Comments On Phase And Gain Margins
Comments on phase and gain margins
It is also important to point out that conditionally stable systems will have two or more phase crossover frequencies, and some higher-order systems with complicated numerator dynamics may also have two or more gain crossover frequencies, as shown in Figure 1. For stable systems having two or more gain crossover frequencies, the phase margin is measured at the highest gain crossover frequency.
Fig: 1 Polar plots showing more than two phase or gain crossover frequencies
The phase and gain margins of a control system are a measure of the closeness of the polar plot to the -1 j0 point. Therefore, these margins may be used as design criteria. It should be noted that either the gain margin alone or the phase margin alone does not give a sufficient indication of the relative stability. Both should be given in the determination of relative stability.
For a minimum-phase system, both the phase and gain margins must be positive for the system to be stable. Negative margins indicate instability. Proper phase and gain margins ensure us against variations in the system components and are specified for definite values of frequency.
The two values bound the behavior of the closed-loop system near the resonant frequency. For satisfactory performance, the phase margin should be between 30° and 60°, and the gain margin should be greater than 6 dB. With these values, a minimum-phase system has guaranteed stability, even if the open-loop gain and time constants of the components vary to a certain extent. Although the phase and gain margins give only rough estimates of the effective damping ratio of the closed-loop system, they do offer a convenient means for designing control systems or adjusting the gain constants of systems.
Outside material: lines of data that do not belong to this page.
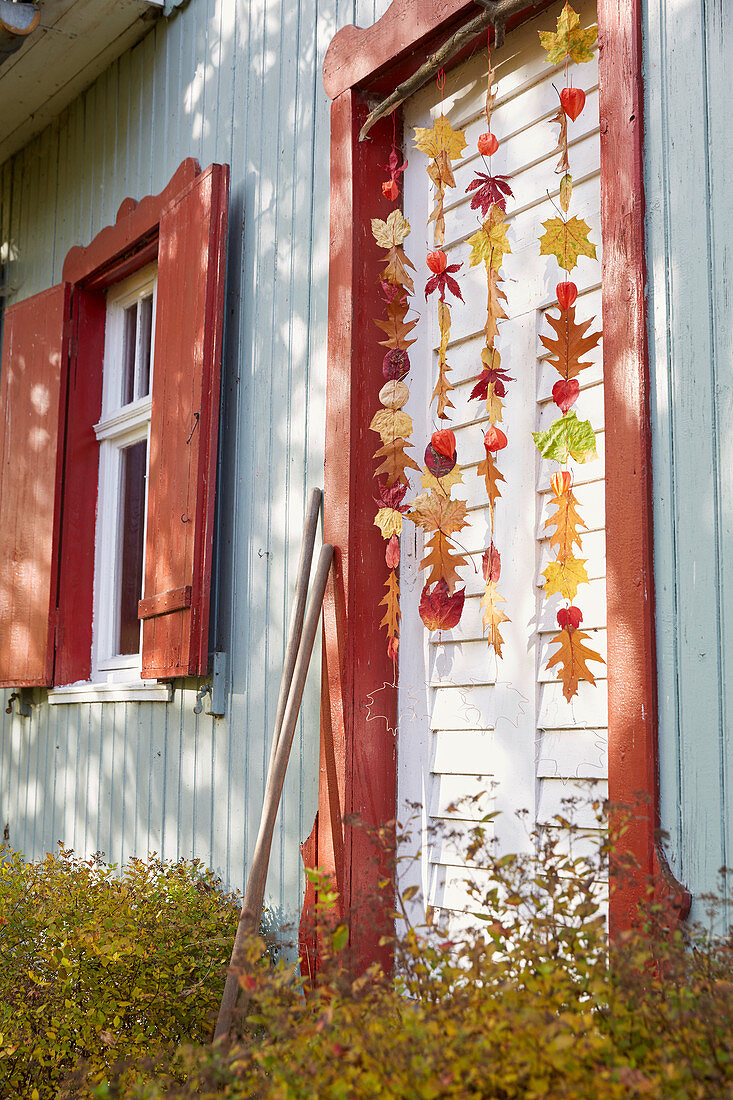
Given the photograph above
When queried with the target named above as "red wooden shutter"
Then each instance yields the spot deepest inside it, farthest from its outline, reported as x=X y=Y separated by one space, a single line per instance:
x=184 y=428
x=32 y=417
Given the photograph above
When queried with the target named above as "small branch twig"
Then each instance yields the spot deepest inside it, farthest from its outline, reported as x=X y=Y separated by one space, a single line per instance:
x=496 y=12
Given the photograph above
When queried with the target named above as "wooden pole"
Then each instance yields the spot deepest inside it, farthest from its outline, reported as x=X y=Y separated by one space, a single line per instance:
x=254 y=893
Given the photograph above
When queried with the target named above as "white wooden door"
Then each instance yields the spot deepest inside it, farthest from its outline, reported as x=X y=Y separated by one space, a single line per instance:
x=470 y=723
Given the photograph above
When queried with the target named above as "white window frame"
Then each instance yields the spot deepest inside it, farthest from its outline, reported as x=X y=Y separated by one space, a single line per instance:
x=119 y=426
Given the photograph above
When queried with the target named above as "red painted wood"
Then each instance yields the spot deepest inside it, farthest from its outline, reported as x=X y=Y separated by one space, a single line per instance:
x=633 y=762
x=32 y=414
x=134 y=222
x=184 y=422
x=79 y=495
x=358 y=769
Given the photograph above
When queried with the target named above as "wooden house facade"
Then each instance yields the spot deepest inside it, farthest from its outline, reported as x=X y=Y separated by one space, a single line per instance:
x=250 y=289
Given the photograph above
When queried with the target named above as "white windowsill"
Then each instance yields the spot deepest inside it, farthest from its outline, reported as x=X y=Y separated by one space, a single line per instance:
x=141 y=691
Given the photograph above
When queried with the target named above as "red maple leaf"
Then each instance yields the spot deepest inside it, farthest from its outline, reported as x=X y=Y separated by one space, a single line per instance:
x=439 y=611
x=442 y=282
x=489 y=190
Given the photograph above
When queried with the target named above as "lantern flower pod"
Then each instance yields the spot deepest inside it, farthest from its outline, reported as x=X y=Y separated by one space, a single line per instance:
x=569 y=618
x=437 y=261
x=567 y=294
x=560 y=482
x=494 y=440
x=488 y=144
x=572 y=100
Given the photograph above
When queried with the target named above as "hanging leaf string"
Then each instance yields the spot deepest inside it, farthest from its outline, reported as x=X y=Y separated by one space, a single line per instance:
x=435 y=509
x=568 y=239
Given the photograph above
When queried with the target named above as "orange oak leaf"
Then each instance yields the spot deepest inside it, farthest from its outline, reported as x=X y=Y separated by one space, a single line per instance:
x=572 y=657
x=391 y=602
x=442 y=561
x=493 y=616
x=439 y=609
x=395 y=461
x=571 y=342
x=489 y=470
x=567 y=521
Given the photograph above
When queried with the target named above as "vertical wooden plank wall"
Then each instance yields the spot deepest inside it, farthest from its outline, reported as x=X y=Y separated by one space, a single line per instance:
x=236 y=81
x=689 y=166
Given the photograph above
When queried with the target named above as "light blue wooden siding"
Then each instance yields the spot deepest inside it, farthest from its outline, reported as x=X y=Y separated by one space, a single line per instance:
x=236 y=83
x=689 y=174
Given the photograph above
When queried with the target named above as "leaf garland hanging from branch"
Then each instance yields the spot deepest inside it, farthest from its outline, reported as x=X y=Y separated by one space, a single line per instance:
x=435 y=510
x=489 y=246
x=568 y=239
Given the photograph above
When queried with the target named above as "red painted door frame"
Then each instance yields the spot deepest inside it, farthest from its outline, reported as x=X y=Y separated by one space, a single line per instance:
x=358 y=766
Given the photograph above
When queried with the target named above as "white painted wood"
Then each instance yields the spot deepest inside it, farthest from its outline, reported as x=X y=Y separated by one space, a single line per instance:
x=480 y=735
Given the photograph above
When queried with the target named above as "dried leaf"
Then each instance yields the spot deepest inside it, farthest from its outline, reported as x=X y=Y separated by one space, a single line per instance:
x=433 y=512
x=571 y=342
x=566 y=241
x=566 y=191
x=564 y=576
x=392 y=424
x=493 y=616
x=389 y=521
x=440 y=138
x=567 y=438
x=489 y=470
x=567 y=521
x=442 y=560
x=391 y=232
x=489 y=244
x=489 y=190
x=571 y=657
x=570 y=40
x=395 y=461
x=438 y=609
x=391 y=601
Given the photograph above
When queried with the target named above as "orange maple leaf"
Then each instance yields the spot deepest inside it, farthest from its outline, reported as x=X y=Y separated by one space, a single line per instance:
x=567 y=521
x=571 y=657
x=442 y=561
x=571 y=342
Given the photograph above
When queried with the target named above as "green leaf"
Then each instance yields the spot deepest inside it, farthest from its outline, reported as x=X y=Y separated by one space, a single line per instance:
x=568 y=438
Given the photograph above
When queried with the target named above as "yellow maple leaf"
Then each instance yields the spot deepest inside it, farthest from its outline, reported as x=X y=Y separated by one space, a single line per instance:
x=392 y=424
x=389 y=521
x=566 y=241
x=489 y=244
x=493 y=616
x=391 y=232
x=564 y=576
x=440 y=138
x=570 y=40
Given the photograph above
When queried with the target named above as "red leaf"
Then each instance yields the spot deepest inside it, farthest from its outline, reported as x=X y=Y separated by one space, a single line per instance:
x=491 y=564
x=392 y=552
x=439 y=611
x=565 y=393
x=489 y=190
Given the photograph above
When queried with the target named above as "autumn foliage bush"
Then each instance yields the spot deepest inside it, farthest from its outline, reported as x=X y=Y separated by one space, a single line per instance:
x=99 y=965
x=533 y=1004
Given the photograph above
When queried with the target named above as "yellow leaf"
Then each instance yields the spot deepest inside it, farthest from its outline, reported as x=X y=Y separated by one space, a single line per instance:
x=566 y=241
x=564 y=576
x=442 y=484
x=570 y=40
x=392 y=424
x=391 y=232
x=440 y=139
x=389 y=521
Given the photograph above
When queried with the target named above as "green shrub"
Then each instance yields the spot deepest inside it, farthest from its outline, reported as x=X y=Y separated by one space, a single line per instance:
x=535 y=1005
x=98 y=966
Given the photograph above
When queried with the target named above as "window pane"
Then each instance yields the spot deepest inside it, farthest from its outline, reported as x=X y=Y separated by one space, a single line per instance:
x=145 y=332
x=132 y=526
x=129 y=354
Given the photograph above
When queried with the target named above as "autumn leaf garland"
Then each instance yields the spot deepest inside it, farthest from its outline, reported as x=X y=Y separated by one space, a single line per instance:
x=567 y=239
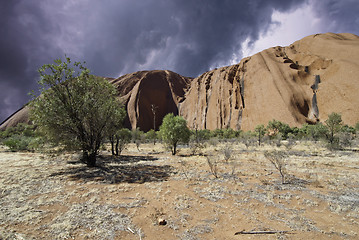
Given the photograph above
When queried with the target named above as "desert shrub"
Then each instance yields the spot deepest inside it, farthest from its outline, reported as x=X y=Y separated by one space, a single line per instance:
x=248 y=139
x=290 y=142
x=276 y=140
x=275 y=127
x=213 y=141
x=229 y=133
x=315 y=132
x=22 y=137
x=356 y=127
x=23 y=143
x=227 y=152
x=75 y=109
x=138 y=137
x=278 y=159
x=124 y=138
x=213 y=162
x=173 y=131
x=260 y=131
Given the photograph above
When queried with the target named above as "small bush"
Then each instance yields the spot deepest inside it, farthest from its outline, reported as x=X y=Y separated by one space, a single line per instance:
x=278 y=159
x=212 y=162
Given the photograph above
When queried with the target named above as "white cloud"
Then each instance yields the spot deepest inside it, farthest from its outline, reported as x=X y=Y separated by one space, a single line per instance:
x=286 y=28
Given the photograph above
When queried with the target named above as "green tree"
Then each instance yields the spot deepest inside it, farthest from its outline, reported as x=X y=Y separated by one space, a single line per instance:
x=260 y=131
x=75 y=109
x=174 y=130
x=334 y=125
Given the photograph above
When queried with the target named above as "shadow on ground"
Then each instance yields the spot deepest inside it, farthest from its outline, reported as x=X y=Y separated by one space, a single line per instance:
x=117 y=170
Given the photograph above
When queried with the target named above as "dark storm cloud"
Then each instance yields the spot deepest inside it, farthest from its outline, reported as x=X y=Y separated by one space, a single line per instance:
x=117 y=37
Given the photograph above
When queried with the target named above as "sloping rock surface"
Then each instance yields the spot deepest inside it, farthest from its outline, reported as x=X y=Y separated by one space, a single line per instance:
x=303 y=82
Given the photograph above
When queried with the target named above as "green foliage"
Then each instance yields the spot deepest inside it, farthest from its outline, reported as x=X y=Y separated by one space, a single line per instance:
x=357 y=126
x=277 y=127
x=22 y=137
x=334 y=125
x=317 y=131
x=124 y=137
x=138 y=137
x=151 y=135
x=174 y=130
x=75 y=109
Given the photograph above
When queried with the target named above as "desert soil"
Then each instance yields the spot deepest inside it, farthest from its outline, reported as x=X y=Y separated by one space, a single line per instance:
x=49 y=196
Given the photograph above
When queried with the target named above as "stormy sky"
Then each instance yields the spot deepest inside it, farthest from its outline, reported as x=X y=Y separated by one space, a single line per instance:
x=116 y=37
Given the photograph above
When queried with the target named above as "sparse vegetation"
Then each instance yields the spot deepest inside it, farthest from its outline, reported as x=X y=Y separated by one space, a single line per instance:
x=278 y=159
x=173 y=131
x=75 y=109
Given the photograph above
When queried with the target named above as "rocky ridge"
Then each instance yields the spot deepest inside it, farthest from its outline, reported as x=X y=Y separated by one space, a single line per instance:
x=301 y=83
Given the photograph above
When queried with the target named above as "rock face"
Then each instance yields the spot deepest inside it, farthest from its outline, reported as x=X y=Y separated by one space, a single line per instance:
x=303 y=82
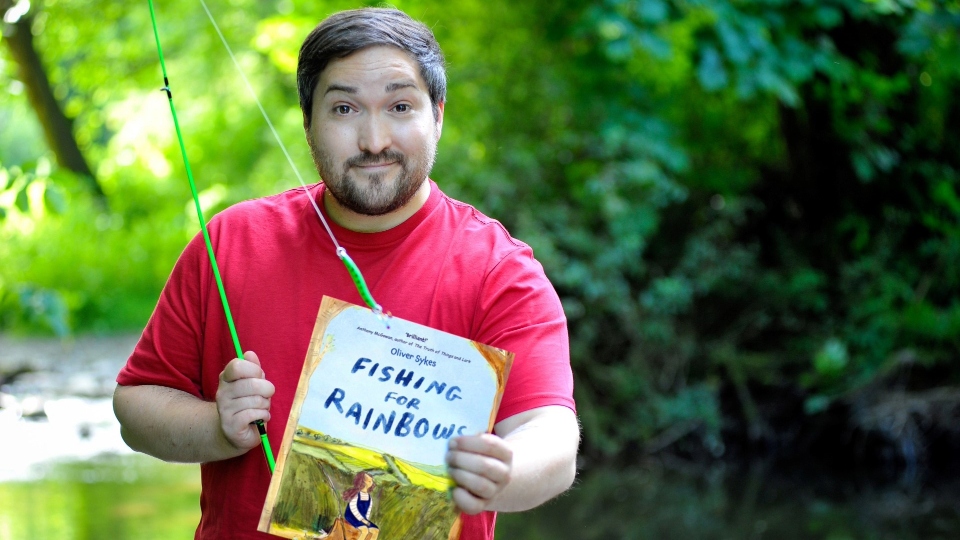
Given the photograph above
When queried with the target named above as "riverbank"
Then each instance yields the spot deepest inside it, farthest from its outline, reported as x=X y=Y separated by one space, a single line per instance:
x=55 y=401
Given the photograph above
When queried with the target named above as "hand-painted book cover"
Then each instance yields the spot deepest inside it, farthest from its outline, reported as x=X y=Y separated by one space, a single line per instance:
x=363 y=452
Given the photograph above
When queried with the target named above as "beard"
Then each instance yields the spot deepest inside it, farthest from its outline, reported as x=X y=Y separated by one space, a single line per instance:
x=378 y=195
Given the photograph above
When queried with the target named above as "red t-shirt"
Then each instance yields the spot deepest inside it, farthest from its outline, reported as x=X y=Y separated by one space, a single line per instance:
x=448 y=267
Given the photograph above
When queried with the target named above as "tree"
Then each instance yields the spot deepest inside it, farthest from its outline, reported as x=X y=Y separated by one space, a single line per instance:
x=57 y=128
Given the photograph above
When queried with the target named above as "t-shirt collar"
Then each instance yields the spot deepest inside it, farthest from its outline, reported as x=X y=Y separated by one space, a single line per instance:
x=359 y=241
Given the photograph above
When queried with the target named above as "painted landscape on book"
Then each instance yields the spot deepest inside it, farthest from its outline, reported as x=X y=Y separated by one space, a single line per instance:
x=363 y=452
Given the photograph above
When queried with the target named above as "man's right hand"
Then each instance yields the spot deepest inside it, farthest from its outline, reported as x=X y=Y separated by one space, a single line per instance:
x=242 y=398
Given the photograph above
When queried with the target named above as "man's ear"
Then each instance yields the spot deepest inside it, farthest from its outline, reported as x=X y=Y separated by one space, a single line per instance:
x=440 y=118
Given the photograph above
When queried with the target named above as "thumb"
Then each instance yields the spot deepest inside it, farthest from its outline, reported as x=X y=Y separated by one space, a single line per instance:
x=251 y=357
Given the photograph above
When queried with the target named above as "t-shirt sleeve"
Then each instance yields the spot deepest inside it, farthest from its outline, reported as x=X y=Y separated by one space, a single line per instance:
x=521 y=313
x=169 y=351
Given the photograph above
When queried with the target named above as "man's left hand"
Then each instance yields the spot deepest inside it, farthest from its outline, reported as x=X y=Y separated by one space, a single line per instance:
x=481 y=467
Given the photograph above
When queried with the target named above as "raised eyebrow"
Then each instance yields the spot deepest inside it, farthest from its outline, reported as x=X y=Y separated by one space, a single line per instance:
x=353 y=90
x=394 y=86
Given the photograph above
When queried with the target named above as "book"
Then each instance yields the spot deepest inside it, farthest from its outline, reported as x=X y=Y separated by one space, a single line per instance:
x=363 y=453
For minimum-phase systems, the magnitude and phase characteristics of the open loop transfer function are definitely related. The requirement that the phase margin be between 30° and 60° means that in a Bode diagram the slope of the log-magnitude curve at the gain crossover frequency should be more gradual than -40 dB/ decade.
In most practical cases, a slope of -20 dB/decade is desirable at the gain crossover frequency for stability. If it is -40 dB/decade, the system could be either stable or unstable. (Even if the system is stable, however, the phase margin is small.) If the slope at the gain crossover frequency is -60 dB/decade or steeper, the system is most likely unstable.